Expulsion from the Garden of Eden
The painting Dolls belongs to the Circus series populated by sad clowns, harlequins and rag dolls juxtaposed with gloomy and infantilised human faces. This composition is split into two distinct zones. The upper section depicts the interior of a bourgeoisie sitting room occupied by a group of bored, disinterested women. A black cat sits rests on one of their laps and a tea kettle sits on an end table. The room is steeped in an atmosphere of melancholy and decadence that was typical of the fin de siècle.

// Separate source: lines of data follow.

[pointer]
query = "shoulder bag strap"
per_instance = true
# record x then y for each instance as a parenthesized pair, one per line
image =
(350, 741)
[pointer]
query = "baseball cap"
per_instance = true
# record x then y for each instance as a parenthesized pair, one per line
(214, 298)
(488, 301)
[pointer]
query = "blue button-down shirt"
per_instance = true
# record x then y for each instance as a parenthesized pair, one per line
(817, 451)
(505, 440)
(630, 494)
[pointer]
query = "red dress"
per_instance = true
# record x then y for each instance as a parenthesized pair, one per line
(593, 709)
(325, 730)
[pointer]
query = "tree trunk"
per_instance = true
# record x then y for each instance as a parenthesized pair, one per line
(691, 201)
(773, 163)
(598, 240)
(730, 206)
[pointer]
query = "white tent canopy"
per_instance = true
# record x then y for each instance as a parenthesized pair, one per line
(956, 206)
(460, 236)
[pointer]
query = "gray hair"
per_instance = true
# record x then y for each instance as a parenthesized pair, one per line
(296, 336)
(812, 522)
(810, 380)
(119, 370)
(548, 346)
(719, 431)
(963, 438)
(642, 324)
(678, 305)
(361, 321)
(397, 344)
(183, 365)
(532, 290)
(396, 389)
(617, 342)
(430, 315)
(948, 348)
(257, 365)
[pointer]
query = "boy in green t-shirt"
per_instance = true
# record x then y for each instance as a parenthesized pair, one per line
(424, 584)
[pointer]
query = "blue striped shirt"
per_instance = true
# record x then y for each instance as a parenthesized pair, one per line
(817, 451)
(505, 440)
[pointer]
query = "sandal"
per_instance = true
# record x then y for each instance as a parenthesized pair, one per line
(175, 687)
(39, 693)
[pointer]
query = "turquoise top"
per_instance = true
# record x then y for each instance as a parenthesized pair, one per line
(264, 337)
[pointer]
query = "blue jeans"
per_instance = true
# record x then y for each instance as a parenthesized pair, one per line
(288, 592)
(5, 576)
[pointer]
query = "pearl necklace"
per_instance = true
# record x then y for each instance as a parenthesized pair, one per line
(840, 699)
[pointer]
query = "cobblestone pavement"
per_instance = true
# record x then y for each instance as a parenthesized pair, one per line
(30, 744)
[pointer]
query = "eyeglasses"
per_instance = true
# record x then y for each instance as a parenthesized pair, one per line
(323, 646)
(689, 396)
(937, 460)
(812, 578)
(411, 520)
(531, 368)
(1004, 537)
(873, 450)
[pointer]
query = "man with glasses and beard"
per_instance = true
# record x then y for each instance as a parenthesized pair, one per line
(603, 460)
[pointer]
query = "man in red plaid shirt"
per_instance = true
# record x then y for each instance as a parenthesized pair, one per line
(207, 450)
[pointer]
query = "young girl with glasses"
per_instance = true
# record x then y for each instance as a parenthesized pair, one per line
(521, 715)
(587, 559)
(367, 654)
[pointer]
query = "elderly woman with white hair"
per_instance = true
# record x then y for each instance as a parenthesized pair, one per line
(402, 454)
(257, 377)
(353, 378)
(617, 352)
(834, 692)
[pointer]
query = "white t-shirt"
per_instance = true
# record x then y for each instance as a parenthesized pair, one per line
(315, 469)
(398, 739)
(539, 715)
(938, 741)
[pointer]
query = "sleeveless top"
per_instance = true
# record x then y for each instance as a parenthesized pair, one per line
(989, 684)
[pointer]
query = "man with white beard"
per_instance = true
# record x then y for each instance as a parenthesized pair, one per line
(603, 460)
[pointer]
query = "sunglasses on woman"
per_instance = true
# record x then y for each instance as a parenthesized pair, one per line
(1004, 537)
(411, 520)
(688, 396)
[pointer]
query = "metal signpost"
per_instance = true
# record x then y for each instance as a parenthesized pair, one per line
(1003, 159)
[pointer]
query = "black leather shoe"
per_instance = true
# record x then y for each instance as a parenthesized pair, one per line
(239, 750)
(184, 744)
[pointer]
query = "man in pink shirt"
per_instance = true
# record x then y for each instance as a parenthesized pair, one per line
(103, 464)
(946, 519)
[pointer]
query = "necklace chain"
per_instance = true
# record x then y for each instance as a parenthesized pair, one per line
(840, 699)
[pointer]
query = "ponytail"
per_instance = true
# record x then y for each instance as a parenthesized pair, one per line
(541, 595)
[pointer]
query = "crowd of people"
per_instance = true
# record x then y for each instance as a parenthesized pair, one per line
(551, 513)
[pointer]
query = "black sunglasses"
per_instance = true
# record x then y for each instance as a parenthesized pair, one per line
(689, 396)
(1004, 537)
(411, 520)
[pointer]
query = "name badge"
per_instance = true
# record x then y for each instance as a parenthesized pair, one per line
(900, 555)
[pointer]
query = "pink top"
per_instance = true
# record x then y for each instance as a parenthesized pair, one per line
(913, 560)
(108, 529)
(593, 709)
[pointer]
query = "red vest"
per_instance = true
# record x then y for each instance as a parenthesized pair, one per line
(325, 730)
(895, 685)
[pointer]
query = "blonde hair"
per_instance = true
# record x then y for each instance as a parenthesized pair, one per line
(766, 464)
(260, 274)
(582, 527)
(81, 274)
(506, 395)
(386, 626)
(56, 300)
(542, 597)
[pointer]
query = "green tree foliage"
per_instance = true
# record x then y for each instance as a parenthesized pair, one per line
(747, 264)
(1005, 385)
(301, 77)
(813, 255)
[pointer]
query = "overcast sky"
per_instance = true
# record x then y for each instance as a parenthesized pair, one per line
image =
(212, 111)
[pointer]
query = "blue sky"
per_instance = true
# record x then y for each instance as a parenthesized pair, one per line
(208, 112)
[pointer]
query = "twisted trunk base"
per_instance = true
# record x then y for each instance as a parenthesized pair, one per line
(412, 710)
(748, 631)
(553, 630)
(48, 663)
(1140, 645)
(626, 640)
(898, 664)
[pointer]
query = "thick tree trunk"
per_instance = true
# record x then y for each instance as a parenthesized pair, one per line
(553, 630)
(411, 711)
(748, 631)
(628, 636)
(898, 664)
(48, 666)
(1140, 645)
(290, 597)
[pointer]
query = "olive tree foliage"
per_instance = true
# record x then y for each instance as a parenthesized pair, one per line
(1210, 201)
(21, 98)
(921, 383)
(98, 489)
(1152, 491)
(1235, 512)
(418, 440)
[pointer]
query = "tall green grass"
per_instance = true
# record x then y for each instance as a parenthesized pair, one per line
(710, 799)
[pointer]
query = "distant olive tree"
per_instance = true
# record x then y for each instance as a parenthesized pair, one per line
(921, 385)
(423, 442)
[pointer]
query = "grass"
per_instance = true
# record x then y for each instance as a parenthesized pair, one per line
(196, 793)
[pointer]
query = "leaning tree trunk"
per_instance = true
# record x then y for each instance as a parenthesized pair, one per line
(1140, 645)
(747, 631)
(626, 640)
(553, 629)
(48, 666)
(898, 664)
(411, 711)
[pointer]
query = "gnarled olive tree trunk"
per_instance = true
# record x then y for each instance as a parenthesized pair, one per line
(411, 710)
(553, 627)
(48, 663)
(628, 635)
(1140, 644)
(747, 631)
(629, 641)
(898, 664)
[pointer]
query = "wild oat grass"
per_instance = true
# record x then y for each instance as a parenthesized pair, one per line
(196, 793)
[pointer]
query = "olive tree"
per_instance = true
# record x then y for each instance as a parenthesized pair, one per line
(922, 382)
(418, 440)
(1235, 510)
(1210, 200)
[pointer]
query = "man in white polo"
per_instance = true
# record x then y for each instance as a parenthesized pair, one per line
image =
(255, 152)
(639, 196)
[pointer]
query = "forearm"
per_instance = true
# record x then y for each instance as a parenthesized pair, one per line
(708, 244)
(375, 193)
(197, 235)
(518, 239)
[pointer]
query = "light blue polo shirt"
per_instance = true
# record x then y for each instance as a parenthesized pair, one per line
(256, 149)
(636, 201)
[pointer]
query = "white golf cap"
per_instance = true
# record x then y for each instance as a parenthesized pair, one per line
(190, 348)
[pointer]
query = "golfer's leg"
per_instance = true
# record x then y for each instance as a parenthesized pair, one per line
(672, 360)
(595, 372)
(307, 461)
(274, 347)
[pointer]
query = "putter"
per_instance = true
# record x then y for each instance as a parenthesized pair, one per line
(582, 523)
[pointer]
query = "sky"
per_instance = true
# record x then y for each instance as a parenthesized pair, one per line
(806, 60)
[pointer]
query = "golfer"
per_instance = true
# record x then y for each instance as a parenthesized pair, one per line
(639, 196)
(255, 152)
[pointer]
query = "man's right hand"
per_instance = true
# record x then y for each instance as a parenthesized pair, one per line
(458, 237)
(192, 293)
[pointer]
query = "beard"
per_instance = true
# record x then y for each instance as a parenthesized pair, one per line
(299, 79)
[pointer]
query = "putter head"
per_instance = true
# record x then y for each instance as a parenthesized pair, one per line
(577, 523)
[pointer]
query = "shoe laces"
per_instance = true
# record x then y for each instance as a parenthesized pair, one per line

The mood is somewhat reminiscent of the hazy women-filled interiors painted by French Symbolists associated with the Les Nabis school. It is possible that in this painting, the artist portrays the muses of the Young Poland movement – the ladies of the Pareński family, Eliza and her fetching daughters Zofia, Liza and Maryna, who was the object of Wojtkiewicz’s lone tragic love. The deeply-rooted friendship linking the artist with this unique Krakow family until his death left a considerable mark on his personality and creative output. In the lower section of the painting, we see the titular dolls. Artificially animate, feigning mirth, unable to register feelings, they are likely a reflection of the five women depicted above.
When the dolls come to life at the hand of Wojtkiewicz they appear to our eyes like his brittle, frail toys, struck with fate’s tragic curse. They play out before us the painful pantomime of human affairs.